The Social Justice Distinguished Speaker Series, co-founded by Shari R. Berkowitz and Jennifer Sumner, assistant professors in Criminal Justice Administration at the California State University, Dominguez Hills (CSUDH), is delving deep into miscarriages of justice in the criminal justice system by hosting two nationally recognized experts.
Steven Drizin, clinical professor of law and assistant dean of the Bluhm Legal Clinic at Northwestern University Pritzker School of Law, will speak about juvenile false confessions on May 2 on the fifth floor of the University Library South Wing. Drizin is the post-conviction attorney for Brendan Dassey. Dassey’s case has drawn international attention due to the popular Netflix series “Making a Murderer.” Drizin’s lecture “Making a Murderer and the True Story of Brendan Dassey’s False Confession” will begin at 4:30pm.
The first lecture in the 2016 Social Justice Distinguished Speaker Series, “The Fiction of Memory,” which was presented on April 5 by Elizabeth Loftus, distinguished professor of social ecology and professor of law and cognitive science at the University of California, Irvine. Loftus is the world’s leading expert on memory distortion.
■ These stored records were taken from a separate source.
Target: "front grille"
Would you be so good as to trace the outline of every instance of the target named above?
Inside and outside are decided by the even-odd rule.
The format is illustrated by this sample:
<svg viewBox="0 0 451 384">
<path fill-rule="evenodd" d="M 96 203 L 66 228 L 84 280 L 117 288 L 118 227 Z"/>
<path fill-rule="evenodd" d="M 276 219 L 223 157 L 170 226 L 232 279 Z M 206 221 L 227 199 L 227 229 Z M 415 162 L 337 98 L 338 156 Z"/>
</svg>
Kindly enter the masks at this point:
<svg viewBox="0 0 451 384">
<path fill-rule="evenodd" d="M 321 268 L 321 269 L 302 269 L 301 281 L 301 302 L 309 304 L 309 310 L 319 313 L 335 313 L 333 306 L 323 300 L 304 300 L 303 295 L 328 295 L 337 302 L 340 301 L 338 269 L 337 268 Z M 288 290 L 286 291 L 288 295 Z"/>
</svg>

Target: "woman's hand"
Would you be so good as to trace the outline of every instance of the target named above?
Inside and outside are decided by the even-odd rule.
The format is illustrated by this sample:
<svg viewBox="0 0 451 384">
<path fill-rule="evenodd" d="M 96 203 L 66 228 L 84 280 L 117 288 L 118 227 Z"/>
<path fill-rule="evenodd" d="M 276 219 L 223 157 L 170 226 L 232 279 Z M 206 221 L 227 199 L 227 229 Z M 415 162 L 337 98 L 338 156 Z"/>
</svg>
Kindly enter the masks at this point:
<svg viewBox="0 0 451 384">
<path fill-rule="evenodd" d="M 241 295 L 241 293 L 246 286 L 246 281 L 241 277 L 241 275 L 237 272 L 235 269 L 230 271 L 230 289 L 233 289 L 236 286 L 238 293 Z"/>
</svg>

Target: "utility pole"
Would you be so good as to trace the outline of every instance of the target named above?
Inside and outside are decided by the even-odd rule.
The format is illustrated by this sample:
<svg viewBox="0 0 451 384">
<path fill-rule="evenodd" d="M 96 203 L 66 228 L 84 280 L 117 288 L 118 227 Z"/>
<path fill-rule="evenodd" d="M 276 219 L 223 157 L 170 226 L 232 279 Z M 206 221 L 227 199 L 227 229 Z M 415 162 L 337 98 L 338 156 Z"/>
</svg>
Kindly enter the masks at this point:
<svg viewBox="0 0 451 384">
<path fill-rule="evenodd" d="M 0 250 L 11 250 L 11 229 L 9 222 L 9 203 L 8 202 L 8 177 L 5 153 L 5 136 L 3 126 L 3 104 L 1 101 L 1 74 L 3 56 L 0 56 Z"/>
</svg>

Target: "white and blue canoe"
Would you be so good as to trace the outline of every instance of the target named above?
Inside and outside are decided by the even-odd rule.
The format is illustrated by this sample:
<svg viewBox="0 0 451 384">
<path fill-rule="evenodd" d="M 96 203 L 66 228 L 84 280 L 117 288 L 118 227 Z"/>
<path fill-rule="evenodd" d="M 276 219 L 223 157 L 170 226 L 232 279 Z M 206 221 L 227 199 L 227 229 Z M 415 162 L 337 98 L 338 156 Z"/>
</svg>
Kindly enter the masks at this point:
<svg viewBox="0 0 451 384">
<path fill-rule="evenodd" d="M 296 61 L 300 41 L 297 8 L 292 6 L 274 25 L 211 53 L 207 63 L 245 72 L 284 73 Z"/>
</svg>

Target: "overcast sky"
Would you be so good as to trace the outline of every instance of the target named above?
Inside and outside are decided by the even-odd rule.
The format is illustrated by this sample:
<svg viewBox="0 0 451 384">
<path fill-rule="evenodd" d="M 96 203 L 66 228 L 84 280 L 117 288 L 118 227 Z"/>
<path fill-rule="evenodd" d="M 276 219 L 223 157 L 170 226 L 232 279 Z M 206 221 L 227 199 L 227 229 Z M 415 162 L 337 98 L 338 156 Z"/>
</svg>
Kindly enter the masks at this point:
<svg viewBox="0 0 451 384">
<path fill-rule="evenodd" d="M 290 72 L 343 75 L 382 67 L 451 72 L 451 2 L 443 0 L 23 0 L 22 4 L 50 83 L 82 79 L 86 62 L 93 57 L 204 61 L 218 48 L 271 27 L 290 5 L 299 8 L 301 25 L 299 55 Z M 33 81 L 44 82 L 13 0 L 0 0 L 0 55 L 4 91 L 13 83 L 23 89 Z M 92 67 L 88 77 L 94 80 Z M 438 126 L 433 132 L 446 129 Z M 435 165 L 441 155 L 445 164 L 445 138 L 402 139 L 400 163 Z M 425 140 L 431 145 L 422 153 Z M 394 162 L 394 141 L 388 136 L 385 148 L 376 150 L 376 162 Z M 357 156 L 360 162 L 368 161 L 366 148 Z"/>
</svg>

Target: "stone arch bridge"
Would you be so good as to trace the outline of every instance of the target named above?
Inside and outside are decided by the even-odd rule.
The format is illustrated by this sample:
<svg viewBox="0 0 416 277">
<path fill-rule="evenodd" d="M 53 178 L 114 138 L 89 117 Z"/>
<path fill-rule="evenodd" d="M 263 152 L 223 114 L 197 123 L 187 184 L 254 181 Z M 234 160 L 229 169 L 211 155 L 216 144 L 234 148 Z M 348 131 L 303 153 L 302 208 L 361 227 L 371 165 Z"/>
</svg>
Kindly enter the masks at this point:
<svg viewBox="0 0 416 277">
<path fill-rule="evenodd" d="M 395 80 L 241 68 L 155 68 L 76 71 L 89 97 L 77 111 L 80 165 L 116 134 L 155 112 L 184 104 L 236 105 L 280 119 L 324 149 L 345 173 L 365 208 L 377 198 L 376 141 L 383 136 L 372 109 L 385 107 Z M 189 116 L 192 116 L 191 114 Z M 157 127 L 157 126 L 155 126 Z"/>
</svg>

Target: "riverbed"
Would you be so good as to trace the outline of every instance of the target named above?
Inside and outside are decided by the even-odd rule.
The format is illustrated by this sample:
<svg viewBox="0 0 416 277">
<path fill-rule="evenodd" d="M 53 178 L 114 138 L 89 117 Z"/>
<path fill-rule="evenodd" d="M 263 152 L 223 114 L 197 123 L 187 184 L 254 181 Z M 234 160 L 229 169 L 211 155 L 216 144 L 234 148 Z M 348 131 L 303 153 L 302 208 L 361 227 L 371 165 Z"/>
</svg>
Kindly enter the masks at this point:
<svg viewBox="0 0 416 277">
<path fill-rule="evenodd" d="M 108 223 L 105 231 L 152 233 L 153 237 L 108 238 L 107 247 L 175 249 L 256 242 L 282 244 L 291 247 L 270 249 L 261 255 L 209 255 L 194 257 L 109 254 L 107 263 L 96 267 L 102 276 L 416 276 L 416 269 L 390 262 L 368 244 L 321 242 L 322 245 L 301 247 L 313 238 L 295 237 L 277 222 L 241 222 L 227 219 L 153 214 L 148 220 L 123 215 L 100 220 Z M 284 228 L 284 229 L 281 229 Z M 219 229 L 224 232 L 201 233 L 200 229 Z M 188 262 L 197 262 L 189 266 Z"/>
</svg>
Loftus and Berkowitz have collaborated on research together in the past, most recently with their colleagues Steven J. Frenda and Kimberly M. Fenn providing the first empirical evidence that sleep deprivation increases the risk an innocent person will falsely confess to an act of wrongdoing. They published their article “Sleep deprivation and false confessions,” in the Proceedings of the National Academy of Sciences (PNAS).
During her lecture, Loftus focused on “miscarriages of justice” by sharing her latest research on false memories. She has consulted as an expert witness in high-profile legal cases, such as those involving Michael Jackson, Martha Stewart, Ted Bundy, Oliver North and Scooter Libby.
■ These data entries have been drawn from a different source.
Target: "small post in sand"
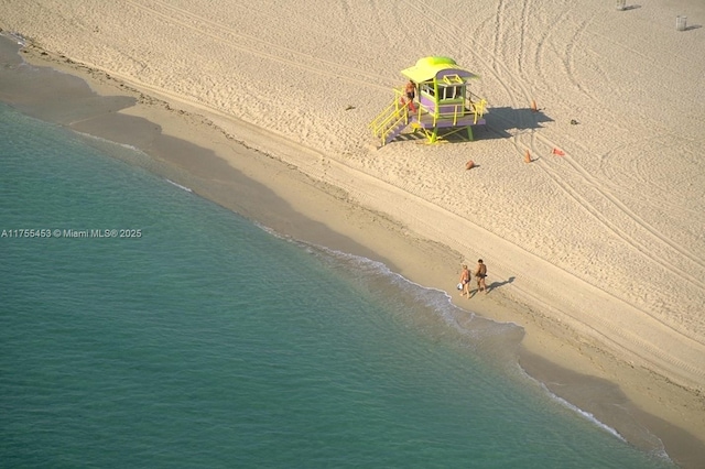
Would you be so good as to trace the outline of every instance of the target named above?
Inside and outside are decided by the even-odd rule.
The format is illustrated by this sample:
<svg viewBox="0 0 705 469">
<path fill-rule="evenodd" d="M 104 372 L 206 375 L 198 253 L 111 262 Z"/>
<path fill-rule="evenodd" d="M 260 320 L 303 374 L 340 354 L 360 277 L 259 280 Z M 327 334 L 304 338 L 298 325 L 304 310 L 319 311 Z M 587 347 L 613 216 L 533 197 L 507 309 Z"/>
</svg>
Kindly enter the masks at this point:
<svg viewBox="0 0 705 469">
<path fill-rule="evenodd" d="M 685 31 L 687 29 L 687 17 L 675 17 L 675 29 L 677 31 Z"/>
</svg>

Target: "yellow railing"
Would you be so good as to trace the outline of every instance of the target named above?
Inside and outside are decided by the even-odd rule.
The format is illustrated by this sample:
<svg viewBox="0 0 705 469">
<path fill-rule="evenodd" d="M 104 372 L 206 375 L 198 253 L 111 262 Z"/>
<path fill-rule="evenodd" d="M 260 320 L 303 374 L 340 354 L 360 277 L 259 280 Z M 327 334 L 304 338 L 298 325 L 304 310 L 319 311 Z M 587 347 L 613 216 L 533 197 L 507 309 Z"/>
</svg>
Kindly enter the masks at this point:
<svg viewBox="0 0 705 469">
<path fill-rule="evenodd" d="M 402 90 L 394 89 L 394 99 L 370 123 L 372 133 L 381 140 L 382 145 L 387 138 L 399 128 L 409 123 L 409 102 L 402 102 Z"/>
</svg>

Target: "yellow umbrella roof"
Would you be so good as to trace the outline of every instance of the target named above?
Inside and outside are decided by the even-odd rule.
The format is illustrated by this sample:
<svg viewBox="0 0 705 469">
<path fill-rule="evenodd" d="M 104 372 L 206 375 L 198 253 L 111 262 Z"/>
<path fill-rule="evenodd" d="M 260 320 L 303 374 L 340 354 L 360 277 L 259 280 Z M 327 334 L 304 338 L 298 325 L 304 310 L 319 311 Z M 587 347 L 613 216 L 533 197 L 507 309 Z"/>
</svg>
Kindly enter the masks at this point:
<svg viewBox="0 0 705 469">
<path fill-rule="evenodd" d="M 401 70 L 401 74 L 413 83 L 423 83 L 432 80 L 443 70 L 453 70 L 454 74 L 466 79 L 477 78 L 477 75 L 458 67 L 453 58 L 443 56 L 420 58 L 416 65 Z"/>
</svg>

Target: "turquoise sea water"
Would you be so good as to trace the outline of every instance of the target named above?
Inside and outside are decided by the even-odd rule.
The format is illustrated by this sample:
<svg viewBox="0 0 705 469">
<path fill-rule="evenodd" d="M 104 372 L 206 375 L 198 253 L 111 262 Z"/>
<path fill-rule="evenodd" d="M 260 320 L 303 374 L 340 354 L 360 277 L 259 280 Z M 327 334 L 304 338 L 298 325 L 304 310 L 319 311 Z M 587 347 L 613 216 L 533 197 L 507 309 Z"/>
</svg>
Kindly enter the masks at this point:
<svg viewBox="0 0 705 469">
<path fill-rule="evenodd" d="M 523 375 L 517 326 L 2 105 L 0 234 L 2 467 L 671 467 Z"/>
</svg>

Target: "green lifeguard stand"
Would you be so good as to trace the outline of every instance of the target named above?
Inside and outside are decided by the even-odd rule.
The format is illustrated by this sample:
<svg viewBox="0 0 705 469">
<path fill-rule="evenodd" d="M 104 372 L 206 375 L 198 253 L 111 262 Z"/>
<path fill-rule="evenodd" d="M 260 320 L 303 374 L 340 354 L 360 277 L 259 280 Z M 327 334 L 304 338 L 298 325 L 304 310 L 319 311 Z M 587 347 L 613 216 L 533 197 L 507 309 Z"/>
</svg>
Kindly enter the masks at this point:
<svg viewBox="0 0 705 469">
<path fill-rule="evenodd" d="M 478 78 L 459 67 L 453 58 L 420 58 L 401 74 L 414 85 L 416 102 L 405 98 L 404 87 L 395 88 L 394 100 L 370 123 L 382 145 L 391 142 L 406 127 L 422 131 L 429 143 L 442 137 L 465 131 L 473 140 L 473 127 L 485 124 L 487 101 L 468 89 Z"/>
</svg>

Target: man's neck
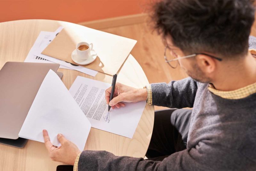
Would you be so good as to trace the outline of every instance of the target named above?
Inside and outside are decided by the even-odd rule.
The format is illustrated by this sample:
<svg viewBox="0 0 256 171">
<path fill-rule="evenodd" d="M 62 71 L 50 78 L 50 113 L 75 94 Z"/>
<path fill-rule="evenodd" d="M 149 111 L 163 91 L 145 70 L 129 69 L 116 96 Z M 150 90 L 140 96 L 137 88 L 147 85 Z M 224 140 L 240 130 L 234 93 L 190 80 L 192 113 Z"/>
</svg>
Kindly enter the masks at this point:
<svg viewBox="0 0 256 171">
<path fill-rule="evenodd" d="M 248 53 L 239 63 L 229 62 L 212 84 L 217 89 L 231 91 L 256 82 L 256 59 Z"/>
</svg>

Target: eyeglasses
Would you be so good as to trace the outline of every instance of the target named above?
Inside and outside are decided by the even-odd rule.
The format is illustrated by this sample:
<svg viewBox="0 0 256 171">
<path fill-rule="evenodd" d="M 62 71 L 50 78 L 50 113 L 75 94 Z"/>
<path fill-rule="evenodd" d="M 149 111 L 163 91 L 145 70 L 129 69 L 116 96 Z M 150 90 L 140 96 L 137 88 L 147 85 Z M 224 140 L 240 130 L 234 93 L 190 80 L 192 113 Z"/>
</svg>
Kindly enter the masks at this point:
<svg viewBox="0 0 256 171">
<path fill-rule="evenodd" d="M 184 59 L 185 58 L 190 58 L 191 57 L 195 57 L 197 55 L 207 55 L 207 56 L 214 58 L 214 59 L 215 59 L 219 61 L 221 61 L 222 60 L 222 59 L 221 59 L 220 58 L 217 58 L 217 57 L 213 56 L 212 55 L 209 55 L 208 54 L 206 54 L 206 53 L 194 53 L 194 54 L 192 54 L 192 55 L 188 55 L 187 56 L 179 57 L 178 58 L 177 58 L 177 57 L 176 57 L 175 56 L 172 56 L 171 57 L 170 57 L 170 56 L 171 56 L 171 52 L 170 51 L 169 52 L 169 53 L 167 53 L 167 50 L 169 50 L 170 51 L 171 51 L 171 50 L 170 49 L 170 48 L 169 47 L 168 47 L 168 46 L 166 45 L 166 46 L 165 46 L 165 48 L 164 49 L 164 59 L 165 60 L 165 62 L 167 62 L 169 65 L 170 65 L 170 66 L 173 68 L 176 68 L 176 67 L 178 66 L 178 63 L 179 63 L 178 61 L 178 60 L 181 59 Z M 166 56 L 167 54 L 169 54 L 169 56 L 168 57 L 169 57 L 169 58 L 168 58 Z M 170 58 L 174 58 L 172 59 L 170 59 Z M 176 65 L 175 65 L 174 66 L 173 66 L 172 65 L 171 65 L 171 62 L 175 61 L 176 62 Z M 173 62 L 172 64 L 173 64 Z"/>
</svg>

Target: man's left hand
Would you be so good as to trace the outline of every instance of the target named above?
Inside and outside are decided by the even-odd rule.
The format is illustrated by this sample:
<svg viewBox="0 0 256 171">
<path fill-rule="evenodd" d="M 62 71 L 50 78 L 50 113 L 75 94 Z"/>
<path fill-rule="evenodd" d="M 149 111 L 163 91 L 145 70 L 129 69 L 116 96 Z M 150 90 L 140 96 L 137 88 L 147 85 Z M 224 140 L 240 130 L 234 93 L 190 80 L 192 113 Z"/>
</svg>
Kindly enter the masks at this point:
<svg viewBox="0 0 256 171">
<path fill-rule="evenodd" d="M 76 144 L 67 140 L 62 134 L 59 134 L 57 138 L 61 145 L 57 147 L 52 145 L 50 141 L 47 131 L 43 130 L 43 134 L 44 144 L 51 159 L 53 161 L 74 165 L 76 157 L 80 152 Z"/>
</svg>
I spend a lot of time thinking about the hundreds of individuals who have been wrongly convicted of crimes they did not commit. On the Innocence Project website there are now more than 300 cases of individuals who have spent 10, 15, 20, or more years in prison who we now know didn’t do the crime because DNA testing has proven their innocence. And when those cases were analyzed, about three-quarters were due to faulty human memory.”
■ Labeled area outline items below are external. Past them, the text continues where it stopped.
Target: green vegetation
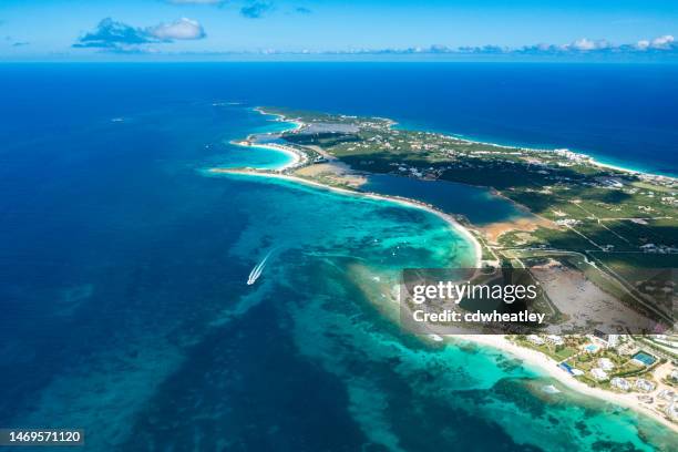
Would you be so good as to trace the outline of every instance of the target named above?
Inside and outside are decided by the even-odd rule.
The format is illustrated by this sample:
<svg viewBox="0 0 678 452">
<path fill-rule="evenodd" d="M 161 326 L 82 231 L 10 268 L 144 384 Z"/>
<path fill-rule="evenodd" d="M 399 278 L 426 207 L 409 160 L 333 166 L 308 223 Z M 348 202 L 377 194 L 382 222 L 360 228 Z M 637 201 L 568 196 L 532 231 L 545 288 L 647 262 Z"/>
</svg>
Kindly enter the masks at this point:
<svg viewBox="0 0 678 452">
<path fill-rule="evenodd" d="M 638 269 L 678 267 L 674 178 L 602 167 L 566 150 L 496 146 L 394 129 L 386 119 L 265 110 L 304 123 L 281 135 L 295 147 L 358 171 L 490 187 L 555 224 L 504 234 L 499 244 L 480 240 L 485 260 L 520 267 L 525 258 L 552 257 L 629 305 L 644 305 L 634 287 Z M 664 309 L 658 315 L 669 316 Z"/>
</svg>

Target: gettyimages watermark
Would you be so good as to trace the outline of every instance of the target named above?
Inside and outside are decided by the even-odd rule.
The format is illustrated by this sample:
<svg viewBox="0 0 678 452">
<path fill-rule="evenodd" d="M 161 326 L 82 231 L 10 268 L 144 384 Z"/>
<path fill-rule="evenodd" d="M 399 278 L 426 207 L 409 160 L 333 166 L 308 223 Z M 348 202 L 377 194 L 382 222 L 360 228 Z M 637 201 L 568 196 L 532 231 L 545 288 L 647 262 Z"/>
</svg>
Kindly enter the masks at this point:
<svg viewBox="0 0 678 452">
<path fill-rule="evenodd" d="M 439 335 L 672 330 L 676 273 L 637 277 L 617 299 L 528 268 L 410 268 L 402 271 L 400 320 L 410 331 Z"/>
</svg>

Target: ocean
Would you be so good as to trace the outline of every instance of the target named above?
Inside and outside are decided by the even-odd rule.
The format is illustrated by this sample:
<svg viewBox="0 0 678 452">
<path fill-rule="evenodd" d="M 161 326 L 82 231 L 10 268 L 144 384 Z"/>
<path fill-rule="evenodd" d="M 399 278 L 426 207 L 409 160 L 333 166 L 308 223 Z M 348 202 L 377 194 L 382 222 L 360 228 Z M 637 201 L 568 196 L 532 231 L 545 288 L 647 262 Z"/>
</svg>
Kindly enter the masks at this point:
<svg viewBox="0 0 678 452">
<path fill-rule="evenodd" d="M 84 429 L 92 451 L 674 444 L 493 349 L 402 331 L 400 269 L 473 258 L 438 216 L 206 170 L 284 164 L 229 144 L 285 126 L 251 110 L 279 105 L 672 173 L 675 68 L 1 68 L 0 427 Z M 487 203 L 484 219 L 516 214 L 465 188 L 450 189 Z"/>
</svg>

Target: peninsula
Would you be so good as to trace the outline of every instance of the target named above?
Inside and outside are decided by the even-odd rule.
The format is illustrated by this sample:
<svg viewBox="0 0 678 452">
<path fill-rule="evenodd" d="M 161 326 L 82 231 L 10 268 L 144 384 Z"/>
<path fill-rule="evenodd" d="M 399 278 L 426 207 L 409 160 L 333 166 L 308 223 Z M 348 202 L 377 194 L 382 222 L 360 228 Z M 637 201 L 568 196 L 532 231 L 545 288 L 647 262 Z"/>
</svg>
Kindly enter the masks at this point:
<svg viewBox="0 0 678 452">
<path fill-rule="evenodd" d="M 476 246 L 479 267 L 530 269 L 543 285 L 551 314 L 581 327 L 567 335 L 466 339 L 543 364 L 564 384 L 677 429 L 676 178 L 605 165 L 569 150 L 501 146 L 400 129 L 382 117 L 258 110 L 295 127 L 250 135 L 236 144 L 286 152 L 292 156 L 290 163 L 277 170 L 213 172 L 294 178 L 414 204 L 444 216 Z M 370 191 L 374 175 L 483 187 L 525 215 L 476 224 L 415 195 Z M 647 275 L 664 270 L 669 274 L 664 286 L 648 287 Z M 659 296 L 648 297 L 653 290 Z M 633 314 L 651 317 L 661 330 L 647 335 L 623 323 L 614 332 L 592 327 Z"/>
</svg>

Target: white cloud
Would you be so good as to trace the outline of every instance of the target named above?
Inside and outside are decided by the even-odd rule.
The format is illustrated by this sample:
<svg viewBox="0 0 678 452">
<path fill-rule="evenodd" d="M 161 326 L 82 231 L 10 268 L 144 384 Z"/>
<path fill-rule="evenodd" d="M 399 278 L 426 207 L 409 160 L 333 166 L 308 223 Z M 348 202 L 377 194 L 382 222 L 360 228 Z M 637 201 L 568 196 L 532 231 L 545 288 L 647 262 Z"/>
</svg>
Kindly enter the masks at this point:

Loftus and her colleagues have developed several research paradigms over the years to study memory distortion, such as the “misinformation effect,” which involves presenting eyewitnesses with erroneous post-event information about a mock accident or crime they had viewed earlier.
“One of the things that we find when the subjects get misleading post-event information is that it can negatively affect their memory about an incident they’ve seen with their own eyes,” she said.
During her talk, Loftus also demonstrated a technique that was performed by doctoral students and professors at UCI to study the reliability of facial identification. Loftus presented the audience with several images of faces. She then showed the audience pairs of faces including the slightly altered face from before and a new face. Later, she gave a memory test by asking the audience to identify which faces they had seen at the start of the demonstration.
“During the first part of the test you overwhelmingly preferred one face over the other, saying, ‘That’s the one I saw!’ But for this last test pair, now you’re divided or you’re refusing to vote. So why are you wrong? Because I made you wrong? I made you wrong right here in the middle of a talk on memory distortion with my post-event information.”
In another experiment, Loftus and psychiatrist Charles Morgan, who has published articles about survival school soldiers, studied a group of SERE soldiers who underwent training to help them prepare if they were to become prisoners of war.
“As part of their experience, they undergo an extremely stressful thirty-minute interrogation. It involves physical hostility and screaming. Later, the soldiers have to answer questions about what they recall about that interrogation and the interrogator,” said Loftus. “After receiving misinformation, they were able to be misled about the interrogation, and some even identified someone who didn’t even remotely resemble that person.”
Loftus has also employed “false feedback” techniques to observe unique consequences that result from false memories. In one study, they planted false memories suggesting that as children, the subjects got sick after eating too many dill pickles or hard-boiled eggs.
“It’s one of the great moments in the life of an experimental psychologist when a graduate student comes in with data on Excel spreadsheets and I look at the data and say, ‘You know, we are making people avoid these foods by planting a false memory–it is working.’ If this could work on a fattening food, we could be on the brink of a new dieting technique here,” Loftus suggested.
The researchers took the false feedback technique a bit farther by using strawberry ice cream. Those who “fell for that manipulation” developed a false memory of getting sick from the ice cream, and did not want to eat it as much.
“This work has a lot of implications; not only theoretical implications for the working of memory, but practical implications,” said Loftus. “I never thought I’d be getting into the business of thinking about nutritional selection, or maybe making a dent in the obesity problem. I can definitely see a direction there, but I will well always be most passionate about the impact of false memories on legal cases.”